Sunday, December 30, 2007

Chapan Care

Some chapan are made of wood, some of bamboo, some of stone, some of dense plastic, some of other materials. But whatever material they're made of, they all need daily care to keep them maintained in good shape.

If you're using a chapan daily, as most people do in Fujian, then you need to pay more attention to cleaning every day. The chapan is a necessary utensil; and it is ubiquitous in Fujian. You see one in hotel lobbies, you see them in offices of car dealerships, you see them in waiting rooms attached to school offices, you see them in homes, you see them in restaurants. In fact, you can find a chapan in just about every home, office, or anywhere else people have to wait for periods of time. These chapan are doing their duty every day, draining away liquids. And day after day, year after year, they get used. Some are so well used, the finish is worn off the top. Or, some are covered in rich, brown tea stains all over. Some have a hose that is thickly caked with tea sediment on the inside. They all show signs of age, but still just as useful as new.

Over years of service, your chapan will also show signs of wear. Here are some tips to help keep yours in good shape.

Use a Brush
When at home, you can use a small brush to sweep excess liquid and tea fines toward the drain hole.

Use Tea Towels
You can use tea towels to wipe your chapan down between sessions.
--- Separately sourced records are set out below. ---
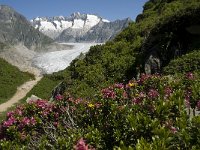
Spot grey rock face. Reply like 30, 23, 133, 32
0, 5, 53, 50
31, 13, 131, 43
76, 18, 131, 43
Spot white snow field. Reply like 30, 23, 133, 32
33, 43, 100, 74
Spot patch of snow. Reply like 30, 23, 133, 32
102, 19, 110, 22
34, 17, 41, 21
85, 15, 100, 28
72, 19, 84, 29
40, 21, 56, 31
53, 20, 61, 30
61, 20, 72, 29
33, 43, 101, 74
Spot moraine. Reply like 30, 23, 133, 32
32, 43, 100, 74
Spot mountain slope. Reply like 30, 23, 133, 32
31, 13, 131, 42
24, 0, 200, 97
0, 5, 53, 49
0, 58, 33, 103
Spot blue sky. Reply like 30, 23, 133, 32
0, 0, 148, 21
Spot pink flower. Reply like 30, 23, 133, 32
21, 117, 31, 125
123, 91, 128, 99
6, 111, 15, 118
53, 122, 58, 127
30, 117, 36, 126
3, 116, 16, 128
185, 90, 192, 108
94, 103, 102, 108
164, 87, 173, 99
74, 138, 89, 150
148, 89, 159, 98
185, 72, 195, 80
132, 97, 142, 105
101, 88, 116, 99
55, 94, 64, 101
114, 83, 124, 89
196, 100, 200, 110
170, 126, 178, 134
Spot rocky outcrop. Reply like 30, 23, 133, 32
0, 5, 53, 50
141, 9, 200, 74
31, 13, 131, 43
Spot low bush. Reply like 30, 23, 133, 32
0, 73, 200, 150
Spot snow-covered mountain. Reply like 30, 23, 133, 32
31, 12, 130, 42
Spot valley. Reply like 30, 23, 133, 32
32, 43, 98, 74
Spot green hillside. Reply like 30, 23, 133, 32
0, 59, 33, 103
0, 0, 200, 150
25, 0, 200, 98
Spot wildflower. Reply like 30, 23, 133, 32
30, 117, 36, 126
185, 72, 195, 80
88, 103, 94, 108
94, 103, 102, 108
3, 116, 16, 128
55, 94, 64, 101
164, 87, 173, 99
21, 117, 31, 125
170, 126, 177, 134
128, 82, 136, 87
6, 111, 15, 118
74, 138, 88, 150
102, 88, 116, 99
114, 83, 124, 89
185, 90, 192, 108
148, 89, 159, 98
53, 122, 58, 127
196, 100, 200, 110
132, 97, 142, 104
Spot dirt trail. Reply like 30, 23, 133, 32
0, 75, 42, 113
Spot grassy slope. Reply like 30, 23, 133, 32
22, 0, 200, 97
0, 59, 33, 103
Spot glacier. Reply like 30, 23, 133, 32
32, 43, 102, 74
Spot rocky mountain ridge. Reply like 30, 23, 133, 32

This helps to cut down on tea stain buildup. Have extra tea towels on hand - because they get soaked quickly.

After finishing use of the chapan for the day, wipe it down thoroughly so there's no standing water on top. This will help preserve the finish.

Change the Hose
After use for a period of time, the hose will become heavily tea stained, and may become unsightly. If that's the case, then change it. You can buy an extra length of hose at any length you need at a hardware store.

Change the Waste Bucket
Your waste bucket will sit on the floor, collect waste tea liquid, and waste tea leaves. It gets used often, but most people neglect it. Then, it will become heavily tea stained, and ugly. It's best to empty it at the end of the day, and wash it with soap. Placing a little mat or rug under this bucket is also desirable, so your floor won't get tea stained.

It's Not a Cutting Board
If you really want to protect your chapan, then don't use it for other purposes other than brewing tea. Don't use it as a surface for cutting up fruit, for example.

Clearing Clogs
If your chapan gets plugged up with bits of leaf, then you should first remove any visible bits of leaf. Then, you can place your palm over the drain hole and lightly plunge with your palm. The problem should clear up right away. But if water is still not draining away, then maybe the hose either has a kink, or the hose is too long. The hose should not touch the bottom of the bucket. Try moving the hose around to see if that solves the problem.